Convert Nigerian bank PDF statements into structured CSV.
Project description
bankstract
Convert Nigerian bank PDF statements into structured CSV. Plugin architecture — one parser per bank.
pip install bankstract
bankstract palmpay statement.pdf -o out.csv
bankstract auto unknown.pdf -o out.csv
bankstract list
Status
| Bank | Status |
|---|---|
| PalmPay | v0.7 — alpha |
| First Bank | v0.7 — alpha |
| Zenith | v0.7 — alpha |
Install
pip install bankstract
Optional extras:
pip install "bankstract[ocr]" # pytesseract for scanned PDFs
pip install "bankstract[camelot]" # camelot lattice fallback
Develop
Project uses uv for dependency + venv management.
uv sync --all-extras # create .venv, install deps + extras from uv.lock
uv run pre-commit install # one-time: enable the pre-commit hook
uv run pytest # run tests
uv run ruff check src tests
uv run pyright src tests # strict type check (see CLAUDE.md directive 8)
uv run bankstract list # invoke CLI
Add a dependency with uv add <pkg> (dev: uv add --dev <pkg>). Commit uv.lock.
The pre-commit hook runs ruff check, ruff format --check, pyright (strict), and pytest before every commit. Bypass only in genuine emergencies with git commit --no-verify; the same checks run again in CI.
Releasing
CI publishes to PyPI automatically on push to main via .github/workflows/publish.yml. The workflow runs the full gate (ruff + pyright + pytest), and if the current pyproject.toml version already exists on PyPI it auto-bumps the minor component and commits the bump before publishing. PyPI auth uses OIDC trusted publishing — no token in repo or CI secrets.

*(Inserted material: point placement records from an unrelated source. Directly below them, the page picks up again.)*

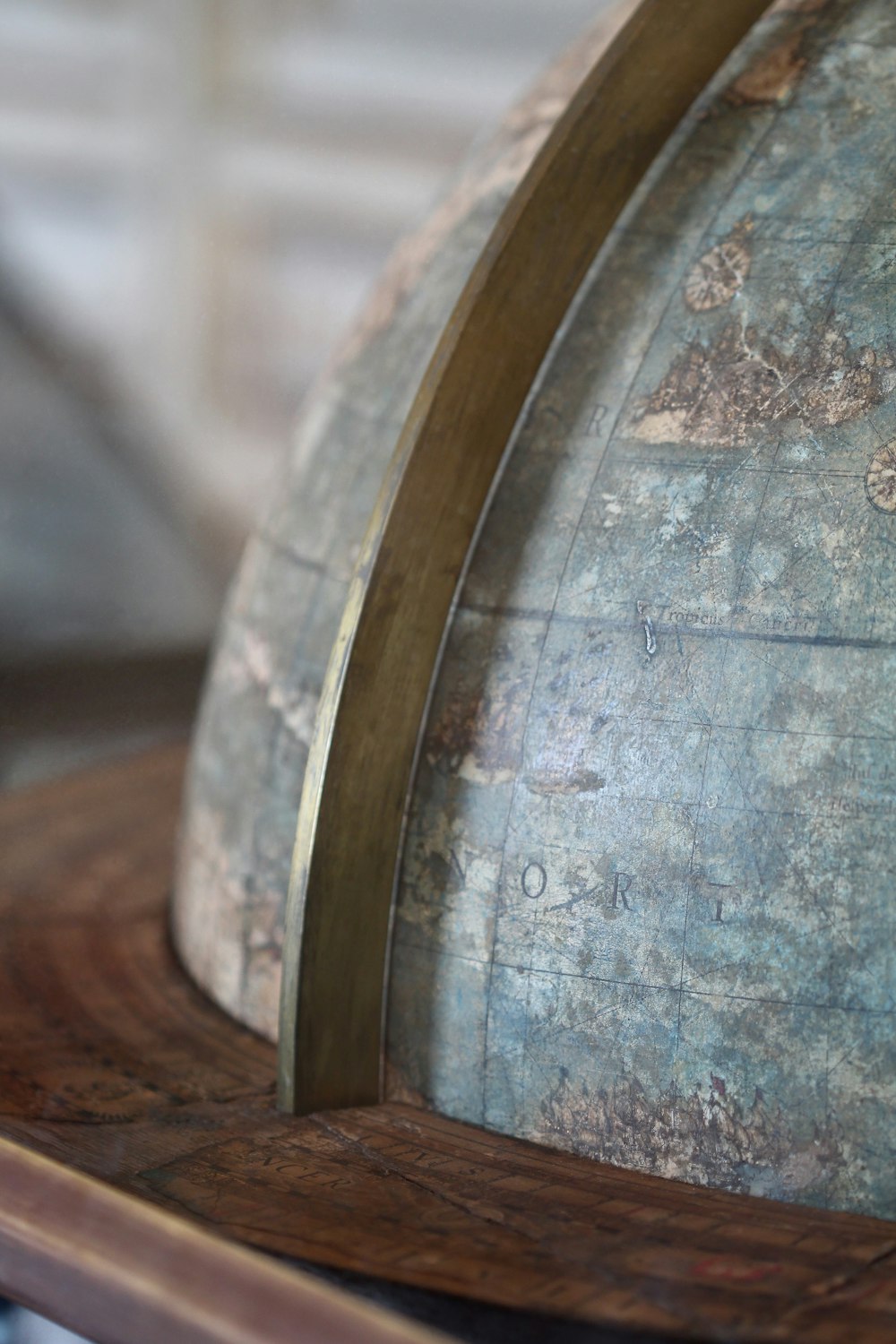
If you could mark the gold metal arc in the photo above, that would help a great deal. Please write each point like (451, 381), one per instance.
(376, 685)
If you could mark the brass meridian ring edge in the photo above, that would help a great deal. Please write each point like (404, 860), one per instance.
(379, 675)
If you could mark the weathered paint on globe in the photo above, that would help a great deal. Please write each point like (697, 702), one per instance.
(646, 905)
(284, 610)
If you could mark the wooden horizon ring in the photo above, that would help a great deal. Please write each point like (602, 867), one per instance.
(425, 521)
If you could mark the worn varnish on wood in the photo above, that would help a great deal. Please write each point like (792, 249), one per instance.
(112, 1062)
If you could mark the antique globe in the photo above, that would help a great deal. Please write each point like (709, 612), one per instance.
(643, 900)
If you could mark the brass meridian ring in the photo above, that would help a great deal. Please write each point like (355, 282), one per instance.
(446, 459)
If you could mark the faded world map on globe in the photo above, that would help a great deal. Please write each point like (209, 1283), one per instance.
(646, 903)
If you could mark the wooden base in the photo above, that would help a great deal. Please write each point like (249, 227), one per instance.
(113, 1064)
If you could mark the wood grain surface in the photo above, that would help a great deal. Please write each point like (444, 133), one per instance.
(112, 1062)
(445, 462)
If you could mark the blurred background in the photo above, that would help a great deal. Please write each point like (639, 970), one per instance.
(195, 196)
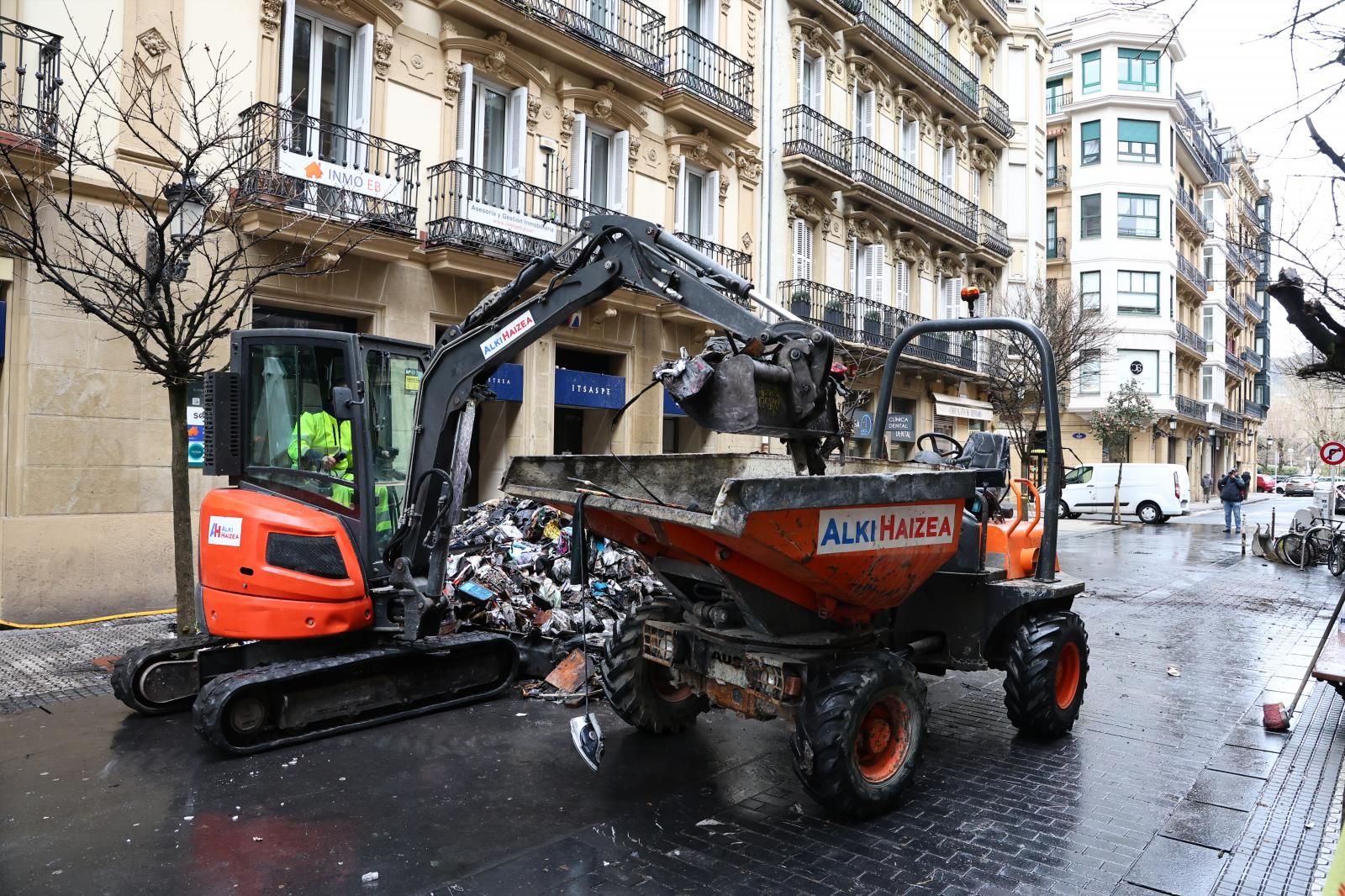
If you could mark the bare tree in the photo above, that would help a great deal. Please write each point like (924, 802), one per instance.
(1076, 335)
(91, 203)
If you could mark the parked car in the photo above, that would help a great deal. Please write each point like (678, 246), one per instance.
(1153, 493)
(1300, 486)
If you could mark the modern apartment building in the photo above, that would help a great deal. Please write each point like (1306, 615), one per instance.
(1157, 222)
(883, 190)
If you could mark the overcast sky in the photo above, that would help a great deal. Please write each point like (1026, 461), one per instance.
(1251, 81)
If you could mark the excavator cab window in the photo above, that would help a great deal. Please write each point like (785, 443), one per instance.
(299, 445)
(393, 383)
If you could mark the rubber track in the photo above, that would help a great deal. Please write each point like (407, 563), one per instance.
(128, 667)
(625, 654)
(1031, 680)
(826, 725)
(214, 696)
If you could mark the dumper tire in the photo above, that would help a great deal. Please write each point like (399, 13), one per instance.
(1047, 674)
(860, 734)
(639, 689)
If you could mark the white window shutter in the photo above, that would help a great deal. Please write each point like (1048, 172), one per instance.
(578, 156)
(679, 198)
(620, 168)
(466, 103)
(710, 203)
(515, 134)
(287, 54)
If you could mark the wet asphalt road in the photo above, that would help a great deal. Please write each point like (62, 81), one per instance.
(491, 799)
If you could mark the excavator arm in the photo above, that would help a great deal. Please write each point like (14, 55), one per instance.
(771, 380)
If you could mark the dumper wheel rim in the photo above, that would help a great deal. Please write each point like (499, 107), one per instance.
(642, 692)
(1047, 673)
(845, 707)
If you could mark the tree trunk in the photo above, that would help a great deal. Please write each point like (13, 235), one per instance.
(183, 564)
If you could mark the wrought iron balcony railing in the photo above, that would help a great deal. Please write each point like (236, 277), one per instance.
(703, 67)
(994, 235)
(739, 262)
(921, 50)
(1192, 408)
(995, 112)
(1189, 206)
(1188, 269)
(827, 307)
(1188, 336)
(625, 30)
(501, 217)
(30, 82)
(1058, 103)
(309, 166)
(810, 134)
(911, 187)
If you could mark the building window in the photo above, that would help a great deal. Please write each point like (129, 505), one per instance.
(1141, 366)
(1091, 134)
(1093, 71)
(1137, 215)
(1089, 217)
(1089, 373)
(699, 202)
(1137, 71)
(1137, 140)
(1089, 289)
(1137, 293)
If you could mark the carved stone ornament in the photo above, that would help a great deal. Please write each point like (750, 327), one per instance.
(452, 81)
(271, 11)
(152, 44)
(382, 53)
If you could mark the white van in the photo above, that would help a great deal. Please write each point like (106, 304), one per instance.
(1150, 492)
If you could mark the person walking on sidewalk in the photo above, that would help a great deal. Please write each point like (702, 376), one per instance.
(1232, 492)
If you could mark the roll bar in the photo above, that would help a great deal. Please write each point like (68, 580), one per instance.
(1051, 401)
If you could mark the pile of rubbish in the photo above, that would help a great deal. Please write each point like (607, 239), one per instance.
(509, 569)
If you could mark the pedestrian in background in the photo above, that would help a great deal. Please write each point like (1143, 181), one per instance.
(1232, 492)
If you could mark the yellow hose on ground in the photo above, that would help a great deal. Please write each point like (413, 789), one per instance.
(85, 622)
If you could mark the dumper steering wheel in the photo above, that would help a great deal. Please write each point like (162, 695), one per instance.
(932, 437)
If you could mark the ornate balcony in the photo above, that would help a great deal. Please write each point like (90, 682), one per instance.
(30, 85)
(1192, 409)
(699, 69)
(994, 235)
(914, 46)
(623, 30)
(912, 192)
(1194, 277)
(1189, 340)
(313, 167)
(739, 262)
(498, 217)
(815, 145)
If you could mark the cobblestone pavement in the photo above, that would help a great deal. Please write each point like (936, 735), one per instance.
(1168, 782)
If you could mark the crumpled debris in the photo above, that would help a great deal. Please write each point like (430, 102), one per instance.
(509, 568)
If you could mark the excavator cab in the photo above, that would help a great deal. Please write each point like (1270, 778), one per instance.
(323, 427)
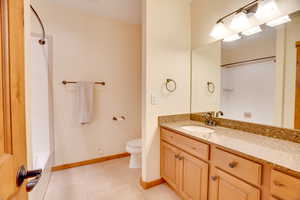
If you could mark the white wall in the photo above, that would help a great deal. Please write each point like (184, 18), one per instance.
(206, 62)
(292, 36)
(91, 48)
(259, 45)
(249, 88)
(166, 46)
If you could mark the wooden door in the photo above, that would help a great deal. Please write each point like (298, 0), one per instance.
(225, 187)
(12, 99)
(297, 99)
(193, 178)
(169, 164)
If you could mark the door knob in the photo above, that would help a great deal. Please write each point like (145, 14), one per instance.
(214, 178)
(23, 174)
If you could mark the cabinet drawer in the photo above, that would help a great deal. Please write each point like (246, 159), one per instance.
(198, 149)
(238, 166)
(284, 186)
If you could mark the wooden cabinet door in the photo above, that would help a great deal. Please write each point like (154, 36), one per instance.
(12, 99)
(225, 187)
(193, 182)
(169, 164)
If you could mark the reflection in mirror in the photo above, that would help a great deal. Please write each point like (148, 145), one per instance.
(253, 78)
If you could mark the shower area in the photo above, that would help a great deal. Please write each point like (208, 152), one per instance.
(40, 107)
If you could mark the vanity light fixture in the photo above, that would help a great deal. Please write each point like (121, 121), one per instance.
(267, 10)
(252, 31)
(240, 22)
(279, 21)
(232, 38)
(220, 31)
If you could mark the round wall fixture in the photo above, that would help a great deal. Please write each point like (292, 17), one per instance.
(171, 85)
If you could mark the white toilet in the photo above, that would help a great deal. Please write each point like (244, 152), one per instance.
(134, 147)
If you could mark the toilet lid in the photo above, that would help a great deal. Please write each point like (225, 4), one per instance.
(135, 143)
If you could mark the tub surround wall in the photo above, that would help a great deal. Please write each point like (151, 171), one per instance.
(91, 48)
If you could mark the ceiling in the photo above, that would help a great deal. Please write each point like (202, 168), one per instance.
(124, 10)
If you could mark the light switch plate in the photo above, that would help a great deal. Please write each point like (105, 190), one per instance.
(154, 100)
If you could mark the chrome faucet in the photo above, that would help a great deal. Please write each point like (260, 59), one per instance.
(210, 117)
(219, 113)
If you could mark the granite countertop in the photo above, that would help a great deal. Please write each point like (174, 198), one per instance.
(276, 151)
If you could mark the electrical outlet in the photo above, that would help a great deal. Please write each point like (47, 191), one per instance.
(99, 151)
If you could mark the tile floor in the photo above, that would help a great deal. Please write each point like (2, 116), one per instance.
(111, 180)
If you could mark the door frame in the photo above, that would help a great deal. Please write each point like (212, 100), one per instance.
(13, 91)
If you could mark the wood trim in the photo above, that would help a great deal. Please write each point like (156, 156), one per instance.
(297, 90)
(148, 185)
(89, 162)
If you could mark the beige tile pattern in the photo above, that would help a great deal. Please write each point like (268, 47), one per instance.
(111, 180)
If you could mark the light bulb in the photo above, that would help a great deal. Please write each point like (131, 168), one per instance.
(267, 10)
(240, 22)
(232, 38)
(252, 31)
(278, 21)
(220, 31)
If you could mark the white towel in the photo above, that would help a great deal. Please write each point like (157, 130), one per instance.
(85, 97)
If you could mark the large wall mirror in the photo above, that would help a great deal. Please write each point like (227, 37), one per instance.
(253, 79)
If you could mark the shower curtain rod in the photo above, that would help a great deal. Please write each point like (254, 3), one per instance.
(43, 40)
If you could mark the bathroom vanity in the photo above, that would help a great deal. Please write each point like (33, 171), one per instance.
(228, 164)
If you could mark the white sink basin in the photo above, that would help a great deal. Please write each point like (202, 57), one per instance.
(198, 129)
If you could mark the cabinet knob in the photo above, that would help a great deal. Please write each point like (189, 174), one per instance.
(278, 184)
(214, 178)
(233, 164)
(180, 157)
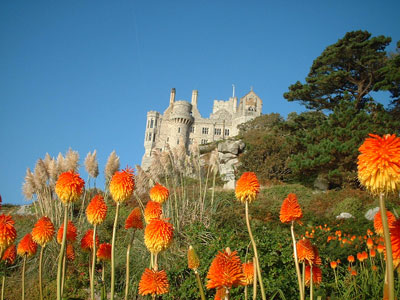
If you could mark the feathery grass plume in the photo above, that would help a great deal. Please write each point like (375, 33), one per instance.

To prepare a release locally:
scripts/bump-version.sh # patch bump
scripts/bump-version.sh minor # 0.2.x -> 0.3.0
scripts/bump-version.sh major # 0.x.x -> 1.0.0
scripts/bump-version.sh 0.3.0 # exact set
uv build # dist/*.whl + dist/*.tar.gz
uv publish dist/* # only if not using the GH workflow; needs --token or UV_PUBLISH_TOKEN
Trusted-publisher setup (one-time, owner only): create a publisher at https://pypi.org/manage/account/publishing/ with workflow publish.yml, repo logickoder/bankstract.
Usage
bankstract <bank> <pdf> -o <out> # explicit parser
bankstract auto <pdf> -o <out> # auto-detect via Parser.detect_confidence()
bankstract list # show registered parsers
bankstract <bank> <pdf> -o out.json -f json # JSON instead of CSV
cat statement.pdf | bankstract auto - -o - # stdin / stdout pipeline
Pass - as the PDF arg to read from stdin, or - to -o to write to stdout. When stdout is the data sink, informational messages go to stderr so the data stream stays clean.
Unparseable blocks are written to a .log sidecar next to the output file.
Python API
import bankstract
bankstract.list_parsers() # ['fbn', 'palmpay', 'zenith']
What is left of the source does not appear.